Wednesday, June 5, 2013

Taking the Mystery Out of Talking to Teens

A recent LinkedIn discussion centered around the question "If you had five minutes to share your greatest passion, what would it be and what would you say".

My answer: "How to Talk to Teens".  Yep.  Seriously.  No big world issue.  No big political discussion or hobby. Just straight talk on Talking to Teens.

Here's the thing.  I think teens are one of the most disenfranchised groups in our world today.  They are misunderstood and discounted. 
 
The biggest mistake I hear in "teen talk" is silence. 

It is so often assumed that there is no point in talking to teens because they won't listen.  It's assumed that they are just going to go off and do whatever they want anyway, so why bother telling them what to do.

This makes me crazy!

Tell kids of all ages what you want them to think.  If you have an opinion on sexual behavior between teens, let your teen know what your value is.  They should know where you stand on underage drinking, behavior on social media platforms, and a whole host of other things. 

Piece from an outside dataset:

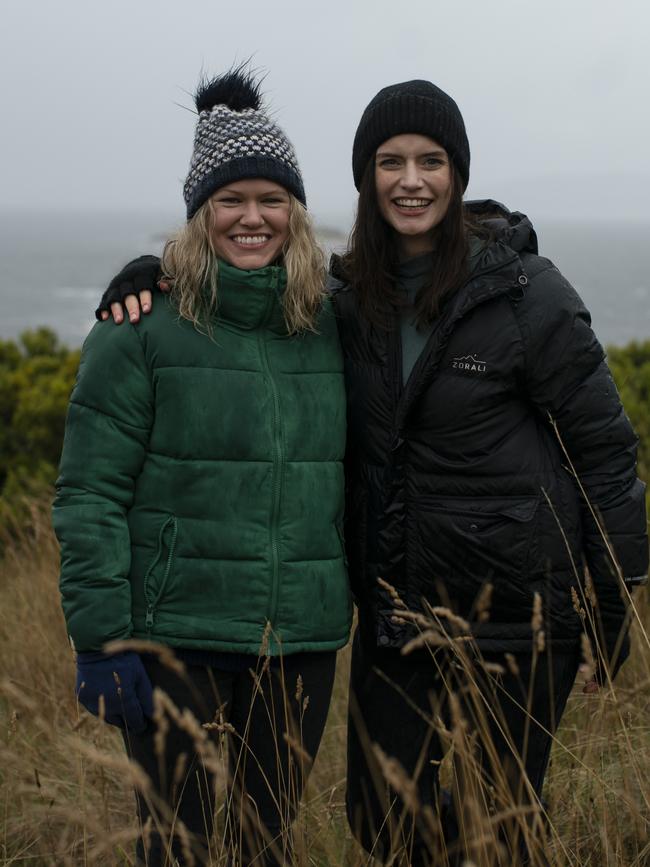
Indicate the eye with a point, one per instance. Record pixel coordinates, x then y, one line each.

When you assume that your teen has already made up his/her mind, you are giving up your personal power. 
 
You are handing your influence away. 
 
To who?  To their friends.  To other people on Facebook or Twitter.

Teens tend to isolate at times.  It is normal kid behavior and developmentally appropriate for them as they learn to separate from you.  That's ok. Give them their space but always create opportunities for them to come back when they are ready, rather than letting them stay gone.
 
No matter, what, keep talking to your teens. 
 
They may not talk back all the time but that doesn't mean they aren't listening.

Here's another secret.  Teens have a lot of opinions of their own.  They care about things.  They are developing their own social conscience and are determining their values.

Ask them what they think.  Show teen curiosity about their ideas and opinions.  Ask a follow up question.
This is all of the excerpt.